Restricting International Scholars
President Lawrence S. Bacow sharply criticized a pre-election Department of Homeland Security proposal to restrict international students’ and scholars’ authorized period of U.S. residence to two or four years (rather than admitting students for the length of their course of study). The proposed rule, he wrote, “would create negative and cascading consequences for U.S. research, scholarship, and training; weaken our national recovery and future competitiveness; and undermine our national response to global challenges in science, security, and public health.” For an interview with the president on the fall semester, see harvardmag.com/bacow-upside-20.
Alpert honorand. The Warren Alpert Foundation Prize was conferred this year on three scientists for pioneering work on metabolism, with therapeutic applications to Type 2 diabetes, obesity, and other challenges. Among the honorands, who shared a $500,000 honorarium, is professor of medicine Joel Habener, director of the Laboratory of Molecular Endocrinology at Massachusetts General Hospital.
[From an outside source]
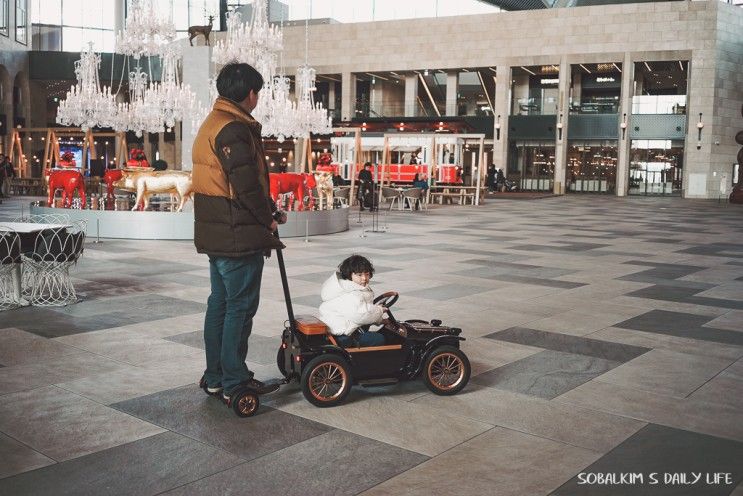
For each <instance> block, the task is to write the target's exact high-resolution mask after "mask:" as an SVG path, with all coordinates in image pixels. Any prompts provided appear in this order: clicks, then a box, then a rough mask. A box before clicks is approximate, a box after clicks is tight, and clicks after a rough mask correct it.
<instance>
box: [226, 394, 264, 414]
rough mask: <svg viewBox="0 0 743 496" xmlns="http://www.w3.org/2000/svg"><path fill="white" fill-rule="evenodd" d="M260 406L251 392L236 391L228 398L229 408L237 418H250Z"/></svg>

Rx and dentistry, RIP. Harvard University Health Services is closing its dental service and its pharmacy, effective December 31. HUHS cited declining reimbursement rates, increasing costs, and competition—all predating COVID-19. The pandemic subsequently eliminated most in-person dental services during the spring, heightening the challenges, and HUHS proceeded toward closing both. [Update: In December, the School of Dental Medicine said it would assume operation of the dental clinic, maintaining it in operation at its present site, with expanded services.]
Miscellany. Steven R. Levitsky, professor of government and Rockefeller professor of Latin American studies, coauthor of How Democracies Die, became faculty director of the David Rockefeller Center for Latin American Studies on September 1, succeeding biologist Brian D. Farrell, Lehner professor for the study of Latin America.…Folger Fund professor of history Andrew Gordon has been awarded the 2020 International Prize in Japanese Studies, conferred by the National Institutes for the Humanities of Japan. It recognized his work on modern Japanese history, including the history of labor, and for his commitment to “bridging society and academia.”…Susan Dynarski ’86, M.P.P. ’95, will join the Graduate School of Education as professor of education on July 1. She has been professor of public policy, education, and economics at the University of Michigan since 2008, and is widely known for her research on inequality and accessibility in higher education, which she shares in a New York Times column.…Peter Brand, dismissed as fencing coach in mid 2019 following reports of conflicts of interest involving admission of undergraduates (“A Coach Cashiered,” September-October 2019, page 33), has now been indicted, along with the father of the two young fencers, on bribery charges.